Spencer’s Harlem apartment is currently cordoned off, and officials will likely sterilize or incinerate all of its contents, as they did with the apartment in which Dallas Ebola patient Thomas Eric Duncan lived, and with the apartment of Nina Pham, one of the nurses whom Duncan infected. Employees of the New York City Health Department arrived at the apartment building Thursday to hand out flyers to Spencer’s neighbors and reassure them, along with the rest of the city, that the risk to the general public is exceedingly small.
Bellevue is prepared to treat Ebola patients
State and city officials, including NY Gov. Andrew Cuomo (far left), say they have complete confidence in Bellevue Hospital, the oldest public hospital in the country and one of eight New York hospitals designated to treat Ebola patients.
New York State has designated eight hospitals to care for Ebola patients, including Bellevue. While all 200 hospitals in the state are prepared to isolate and initially handle anyone who might come in with suspected Ebola, if they test positive they will be transferred to one of the eight hospitals that are designed to treat patients with staff that has drilled in the proper protocols for protective equipment and handling and removal of waste.

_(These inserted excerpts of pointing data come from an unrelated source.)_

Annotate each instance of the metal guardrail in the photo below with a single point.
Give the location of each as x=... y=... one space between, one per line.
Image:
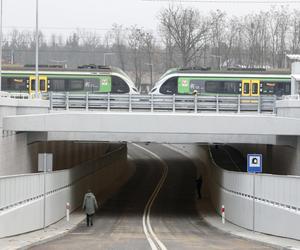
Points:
x=156 y=103
x=4 y=94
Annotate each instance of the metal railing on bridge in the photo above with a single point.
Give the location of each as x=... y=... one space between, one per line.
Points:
x=161 y=103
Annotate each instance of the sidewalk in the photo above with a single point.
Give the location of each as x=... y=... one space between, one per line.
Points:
x=211 y=217
x=24 y=241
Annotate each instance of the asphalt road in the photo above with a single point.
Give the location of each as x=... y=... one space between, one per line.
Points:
x=173 y=216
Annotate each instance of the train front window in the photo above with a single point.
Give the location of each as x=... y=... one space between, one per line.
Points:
x=246 y=88
x=196 y=85
x=91 y=85
x=169 y=87
x=119 y=85
x=14 y=84
x=42 y=85
x=76 y=84
x=254 y=88
x=57 y=85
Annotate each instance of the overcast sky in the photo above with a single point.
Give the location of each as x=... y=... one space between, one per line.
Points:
x=62 y=16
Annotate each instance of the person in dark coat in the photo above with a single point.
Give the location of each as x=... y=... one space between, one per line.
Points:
x=89 y=206
x=198 y=186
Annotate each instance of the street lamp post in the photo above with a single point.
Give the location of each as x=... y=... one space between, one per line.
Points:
x=104 y=56
x=1 y=46
x=151 y=73
x=36 y=48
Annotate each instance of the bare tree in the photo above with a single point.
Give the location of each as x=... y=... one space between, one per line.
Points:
x=118 y=36
x=136 y=44
x=187 y=28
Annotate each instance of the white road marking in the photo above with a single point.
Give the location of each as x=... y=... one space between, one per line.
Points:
x=153 y=240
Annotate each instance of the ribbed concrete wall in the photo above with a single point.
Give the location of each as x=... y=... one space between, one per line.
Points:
x=104 y=176
x=282 y=160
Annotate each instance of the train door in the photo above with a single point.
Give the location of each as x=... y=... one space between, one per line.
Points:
x=183 y=86
x=250 y=87
x=105 y=84
x=42 y=84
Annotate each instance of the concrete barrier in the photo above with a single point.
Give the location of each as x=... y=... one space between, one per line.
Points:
x=61 y=187
x=273 y=207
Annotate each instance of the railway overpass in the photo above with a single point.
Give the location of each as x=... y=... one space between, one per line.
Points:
x=274 y=131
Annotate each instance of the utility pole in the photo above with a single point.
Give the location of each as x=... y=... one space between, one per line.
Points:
x=36 y=49
x=1 y=13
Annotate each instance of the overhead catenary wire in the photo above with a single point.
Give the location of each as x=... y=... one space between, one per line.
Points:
x=228 y=1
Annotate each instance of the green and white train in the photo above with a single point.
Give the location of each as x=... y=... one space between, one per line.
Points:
x=94 y=79
x=202 y=82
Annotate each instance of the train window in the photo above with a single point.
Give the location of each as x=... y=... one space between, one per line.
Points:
x=105 y=84
x=196 y=85
x=76 y=84
x=213 y=87
x=14 y=84
x=254 y=88
x=42 y=85
x=119 y=85
x=57 y=85
x=91 y=85
x=268 y=88
x=287 y=88
x=246 y=88
x=169 y=87
x=231 y=87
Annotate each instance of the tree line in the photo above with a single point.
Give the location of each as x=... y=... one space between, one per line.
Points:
x=185 y=38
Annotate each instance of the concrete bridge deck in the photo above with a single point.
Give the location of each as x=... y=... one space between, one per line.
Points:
x=158 y=127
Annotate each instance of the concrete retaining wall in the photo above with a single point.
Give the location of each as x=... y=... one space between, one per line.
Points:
x=275 y=208
x=282 y=160
x=63 y=186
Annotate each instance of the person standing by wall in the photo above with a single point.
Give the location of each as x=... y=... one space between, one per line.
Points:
x=89 y=206
x=198 y=186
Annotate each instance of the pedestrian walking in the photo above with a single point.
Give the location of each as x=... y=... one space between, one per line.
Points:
x=198 y=186
x=89 y=206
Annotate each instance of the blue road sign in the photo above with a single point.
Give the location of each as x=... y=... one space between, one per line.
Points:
x=254 y=163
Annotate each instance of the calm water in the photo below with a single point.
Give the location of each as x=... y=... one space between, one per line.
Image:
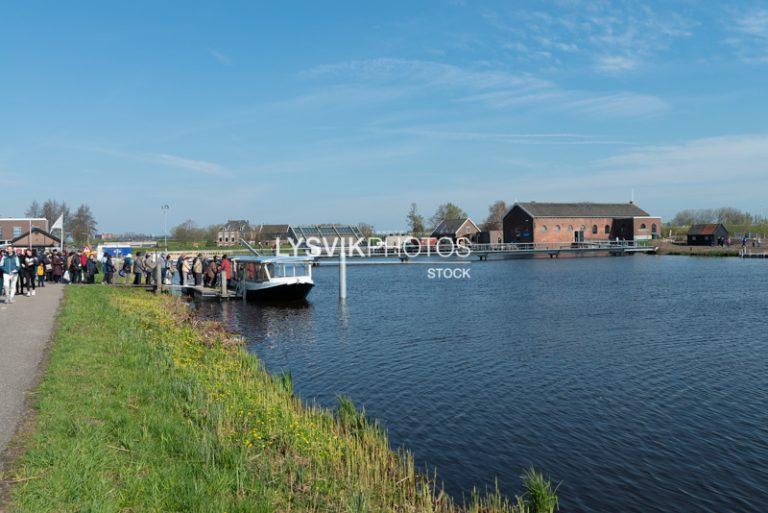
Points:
x=640 y=383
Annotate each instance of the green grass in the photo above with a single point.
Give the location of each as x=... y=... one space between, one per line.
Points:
x=144 y=408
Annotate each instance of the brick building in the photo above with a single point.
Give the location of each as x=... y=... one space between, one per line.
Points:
x=234 y=230
x=456 y=229
x=16 y=230
x=578 y=222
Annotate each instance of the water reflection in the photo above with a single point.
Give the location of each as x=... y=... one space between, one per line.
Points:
x=639 y=382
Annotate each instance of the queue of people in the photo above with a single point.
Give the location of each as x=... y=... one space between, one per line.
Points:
x=22 y=271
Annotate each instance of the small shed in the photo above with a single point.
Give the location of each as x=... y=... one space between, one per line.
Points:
x=456 y=228
x=707 y=234
x=490 y=237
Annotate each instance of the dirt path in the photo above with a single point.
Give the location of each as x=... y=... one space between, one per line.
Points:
x=25 y=330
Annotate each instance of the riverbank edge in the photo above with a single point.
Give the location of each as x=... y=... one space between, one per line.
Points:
x=697 y=251
x=146 y=407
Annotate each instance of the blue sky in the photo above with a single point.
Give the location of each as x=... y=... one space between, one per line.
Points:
x=306 y=112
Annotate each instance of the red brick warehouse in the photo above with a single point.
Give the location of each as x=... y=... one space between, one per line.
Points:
x=578 y=222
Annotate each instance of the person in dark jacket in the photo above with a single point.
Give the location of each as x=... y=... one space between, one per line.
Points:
x=91 y=269
x=57 y=264
x=109 y=269
x=75 y=268
x=138 y=268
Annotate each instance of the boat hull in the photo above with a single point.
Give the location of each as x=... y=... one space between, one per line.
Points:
x=283 y=292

At Bellevue, for example, the lab for testing blood samples is contained within the isolation unit so samples from infected patients are not mingled with those of other patients.
Federal officials said Thursday that the CDC would also be sending a team of specialists in epidemiology, infection control, and communications to New York City that day to assist in contact tracing, monitoring, and other infection control activities including the proper use of personal protective equipment.
Given the mistakes made in Dallas, in which one patient infected with Ebola transmitted the virus to two health care workers, New York City is on alert. However, in a press conference late Thursday night, Mayor Bill de Blasio assured the city that Bellevue had been drilling for this possibility for months.